Best of luck at the tables. Check out pretty hilarious news story about a Mr. Gay.
http://www.wikiupload.com/images/gay.php
So as you can I see my first couple days back at the tables were pretty rough. I was pretty rusty and just playing very spewy in general. Since then I have experimented with my game quite a bit with donking, overbetting, and 3betting and just some crazy bluffs in general. I’ve come to some very cool conclusions and interesting lines I’m going to make my standard in the future. Games are real tough these days, thankfully I can say I haven’t played a single hand on stars since I’ve been back, but FTP is loaded with regs and I’ve been really racking my brain how to exploit them.

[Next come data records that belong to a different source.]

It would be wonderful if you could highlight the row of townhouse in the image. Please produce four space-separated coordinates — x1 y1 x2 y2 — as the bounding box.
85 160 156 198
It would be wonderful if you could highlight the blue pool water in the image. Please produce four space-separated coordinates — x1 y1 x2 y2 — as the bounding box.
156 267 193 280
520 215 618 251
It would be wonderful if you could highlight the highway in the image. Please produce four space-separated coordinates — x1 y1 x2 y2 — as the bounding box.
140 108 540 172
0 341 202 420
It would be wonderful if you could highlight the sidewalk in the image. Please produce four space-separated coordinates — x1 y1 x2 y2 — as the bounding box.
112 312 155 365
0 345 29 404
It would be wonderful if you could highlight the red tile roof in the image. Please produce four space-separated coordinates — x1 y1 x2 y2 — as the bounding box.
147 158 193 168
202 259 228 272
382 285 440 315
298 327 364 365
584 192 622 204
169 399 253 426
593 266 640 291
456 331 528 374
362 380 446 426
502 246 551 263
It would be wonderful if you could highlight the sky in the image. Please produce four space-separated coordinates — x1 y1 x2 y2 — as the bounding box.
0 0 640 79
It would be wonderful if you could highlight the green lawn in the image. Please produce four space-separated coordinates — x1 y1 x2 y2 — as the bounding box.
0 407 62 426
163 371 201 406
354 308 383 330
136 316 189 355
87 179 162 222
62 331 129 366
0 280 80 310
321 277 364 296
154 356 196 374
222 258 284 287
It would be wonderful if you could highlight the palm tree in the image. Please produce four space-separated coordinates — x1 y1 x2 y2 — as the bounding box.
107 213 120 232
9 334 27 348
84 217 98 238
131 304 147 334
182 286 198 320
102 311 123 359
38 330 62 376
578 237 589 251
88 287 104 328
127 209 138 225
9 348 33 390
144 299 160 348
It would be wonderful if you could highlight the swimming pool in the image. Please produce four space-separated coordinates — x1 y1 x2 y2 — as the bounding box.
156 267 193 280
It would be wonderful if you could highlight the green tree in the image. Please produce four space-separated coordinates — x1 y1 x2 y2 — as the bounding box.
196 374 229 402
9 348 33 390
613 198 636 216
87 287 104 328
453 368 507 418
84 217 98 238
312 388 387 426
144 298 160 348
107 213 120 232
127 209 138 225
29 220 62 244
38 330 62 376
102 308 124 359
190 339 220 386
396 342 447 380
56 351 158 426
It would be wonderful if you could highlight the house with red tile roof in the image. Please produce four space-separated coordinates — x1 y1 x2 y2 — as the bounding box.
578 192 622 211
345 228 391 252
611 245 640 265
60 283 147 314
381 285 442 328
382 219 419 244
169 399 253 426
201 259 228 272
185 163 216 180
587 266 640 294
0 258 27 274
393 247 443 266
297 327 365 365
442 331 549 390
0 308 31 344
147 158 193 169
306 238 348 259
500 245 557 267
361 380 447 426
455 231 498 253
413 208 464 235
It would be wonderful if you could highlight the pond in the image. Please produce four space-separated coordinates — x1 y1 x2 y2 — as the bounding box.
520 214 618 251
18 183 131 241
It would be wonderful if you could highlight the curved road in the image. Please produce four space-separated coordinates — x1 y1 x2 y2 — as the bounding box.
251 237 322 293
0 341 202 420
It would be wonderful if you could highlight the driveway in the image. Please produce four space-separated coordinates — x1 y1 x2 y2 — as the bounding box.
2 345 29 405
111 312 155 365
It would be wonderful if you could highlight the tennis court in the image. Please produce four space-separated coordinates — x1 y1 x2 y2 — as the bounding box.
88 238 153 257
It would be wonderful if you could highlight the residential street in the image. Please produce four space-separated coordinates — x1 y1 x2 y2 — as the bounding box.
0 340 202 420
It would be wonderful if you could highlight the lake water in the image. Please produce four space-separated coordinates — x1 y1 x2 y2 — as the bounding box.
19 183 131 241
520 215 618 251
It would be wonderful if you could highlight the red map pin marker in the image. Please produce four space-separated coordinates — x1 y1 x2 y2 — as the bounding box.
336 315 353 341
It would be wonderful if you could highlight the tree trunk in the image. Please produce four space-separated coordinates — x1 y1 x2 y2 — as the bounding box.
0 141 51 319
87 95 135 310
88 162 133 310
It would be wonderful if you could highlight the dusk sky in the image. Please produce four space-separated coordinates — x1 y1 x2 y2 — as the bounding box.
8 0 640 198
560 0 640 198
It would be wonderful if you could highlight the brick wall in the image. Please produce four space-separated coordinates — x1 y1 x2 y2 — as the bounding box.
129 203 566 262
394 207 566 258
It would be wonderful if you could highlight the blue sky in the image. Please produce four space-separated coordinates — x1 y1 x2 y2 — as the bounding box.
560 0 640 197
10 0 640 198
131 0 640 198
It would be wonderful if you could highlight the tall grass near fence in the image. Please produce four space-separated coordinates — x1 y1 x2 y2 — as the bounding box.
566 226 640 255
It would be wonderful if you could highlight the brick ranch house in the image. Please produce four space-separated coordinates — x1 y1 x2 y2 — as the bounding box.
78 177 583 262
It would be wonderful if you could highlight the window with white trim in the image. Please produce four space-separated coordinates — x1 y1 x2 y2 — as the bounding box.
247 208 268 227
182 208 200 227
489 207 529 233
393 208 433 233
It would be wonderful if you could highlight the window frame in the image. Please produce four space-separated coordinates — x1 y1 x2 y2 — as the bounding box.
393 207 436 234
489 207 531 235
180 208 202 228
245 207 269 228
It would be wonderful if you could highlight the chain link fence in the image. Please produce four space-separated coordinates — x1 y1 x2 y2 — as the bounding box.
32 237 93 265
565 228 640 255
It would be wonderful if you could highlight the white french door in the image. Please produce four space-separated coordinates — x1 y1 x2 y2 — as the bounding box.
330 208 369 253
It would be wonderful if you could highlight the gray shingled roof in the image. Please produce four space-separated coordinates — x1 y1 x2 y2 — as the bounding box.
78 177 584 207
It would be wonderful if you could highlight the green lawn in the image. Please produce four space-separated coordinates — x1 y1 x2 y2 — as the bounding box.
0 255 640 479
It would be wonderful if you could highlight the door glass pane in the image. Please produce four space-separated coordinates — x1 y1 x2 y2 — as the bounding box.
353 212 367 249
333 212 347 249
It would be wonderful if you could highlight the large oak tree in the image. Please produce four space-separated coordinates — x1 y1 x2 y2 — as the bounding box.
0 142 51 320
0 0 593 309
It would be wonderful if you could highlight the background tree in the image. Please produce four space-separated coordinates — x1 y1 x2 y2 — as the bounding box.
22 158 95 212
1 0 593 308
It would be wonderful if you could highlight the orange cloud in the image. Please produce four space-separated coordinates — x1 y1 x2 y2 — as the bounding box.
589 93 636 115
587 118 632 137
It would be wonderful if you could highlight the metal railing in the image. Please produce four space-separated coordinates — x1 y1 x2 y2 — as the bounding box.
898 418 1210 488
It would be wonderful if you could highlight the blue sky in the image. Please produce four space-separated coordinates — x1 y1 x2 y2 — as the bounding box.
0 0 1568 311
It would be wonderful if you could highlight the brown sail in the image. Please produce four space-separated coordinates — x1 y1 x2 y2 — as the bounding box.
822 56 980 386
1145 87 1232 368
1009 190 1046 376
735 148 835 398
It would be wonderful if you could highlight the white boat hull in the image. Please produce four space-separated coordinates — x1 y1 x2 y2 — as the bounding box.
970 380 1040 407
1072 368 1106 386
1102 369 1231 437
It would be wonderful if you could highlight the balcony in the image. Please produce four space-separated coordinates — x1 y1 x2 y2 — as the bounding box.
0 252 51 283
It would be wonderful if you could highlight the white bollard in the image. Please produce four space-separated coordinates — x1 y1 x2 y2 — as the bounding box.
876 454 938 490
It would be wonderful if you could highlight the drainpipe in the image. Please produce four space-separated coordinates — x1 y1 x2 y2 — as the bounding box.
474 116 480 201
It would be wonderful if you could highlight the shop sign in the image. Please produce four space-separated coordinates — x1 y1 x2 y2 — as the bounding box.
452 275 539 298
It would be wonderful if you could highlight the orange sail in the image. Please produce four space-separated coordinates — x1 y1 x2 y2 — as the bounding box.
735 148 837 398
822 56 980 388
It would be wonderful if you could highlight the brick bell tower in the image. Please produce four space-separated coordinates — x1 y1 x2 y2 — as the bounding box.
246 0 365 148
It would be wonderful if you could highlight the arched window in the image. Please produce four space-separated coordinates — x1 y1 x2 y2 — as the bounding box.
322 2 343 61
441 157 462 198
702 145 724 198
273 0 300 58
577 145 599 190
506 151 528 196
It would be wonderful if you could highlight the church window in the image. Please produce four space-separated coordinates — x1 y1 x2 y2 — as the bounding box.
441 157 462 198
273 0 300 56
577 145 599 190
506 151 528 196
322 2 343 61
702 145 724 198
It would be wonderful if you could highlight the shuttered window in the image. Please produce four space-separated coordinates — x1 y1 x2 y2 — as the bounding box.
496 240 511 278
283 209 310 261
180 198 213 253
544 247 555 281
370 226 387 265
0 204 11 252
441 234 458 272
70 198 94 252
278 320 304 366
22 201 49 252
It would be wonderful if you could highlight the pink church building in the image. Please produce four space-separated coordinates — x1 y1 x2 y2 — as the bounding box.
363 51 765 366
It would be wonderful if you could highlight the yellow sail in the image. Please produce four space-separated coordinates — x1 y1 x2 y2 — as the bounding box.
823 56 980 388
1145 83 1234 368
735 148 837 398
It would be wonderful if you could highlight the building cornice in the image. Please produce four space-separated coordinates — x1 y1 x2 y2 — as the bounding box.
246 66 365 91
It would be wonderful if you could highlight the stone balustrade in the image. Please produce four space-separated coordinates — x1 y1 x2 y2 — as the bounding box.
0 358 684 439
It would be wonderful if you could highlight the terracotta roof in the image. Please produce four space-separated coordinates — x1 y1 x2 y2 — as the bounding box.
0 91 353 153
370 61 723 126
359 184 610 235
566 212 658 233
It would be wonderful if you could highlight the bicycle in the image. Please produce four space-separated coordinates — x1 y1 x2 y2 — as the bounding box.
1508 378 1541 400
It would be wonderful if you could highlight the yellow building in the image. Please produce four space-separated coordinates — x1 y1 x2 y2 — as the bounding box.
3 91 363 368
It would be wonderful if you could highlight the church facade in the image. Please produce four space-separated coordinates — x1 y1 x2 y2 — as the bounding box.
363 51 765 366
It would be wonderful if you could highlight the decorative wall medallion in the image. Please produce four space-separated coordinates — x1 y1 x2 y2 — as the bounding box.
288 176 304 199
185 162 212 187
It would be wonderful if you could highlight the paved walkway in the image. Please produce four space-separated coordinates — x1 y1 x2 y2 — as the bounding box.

Don’t want to give away too much but one pretty cool thing I’ve been doing recently is 3-betting guys who always either 4-bet or fold when out of position smaller say to 9 big blinds instead of my usual 11. If they are never calling it is optimal to make it as small as possible while still maintaining some sort of fold equity preflop. While it does make it cheaper for them to 4-bet bluff me they win less when they do plus if I’m playing deep which I seem to be doing more of recently I can actually flat the 4-bet in position with reasonable hands and go from there.
If you haven’t seen it yet check out FoxwoodsFiend/DaEvils in the well on 2+2. While I’m not the guys biggest fan or anything it really can’t hurt to read it & he does provide his insight into how he thinks about the game a bit as well as a couple interesting points on turn play.
Enough poker talk for one day check out MONKEYS ICESKATING!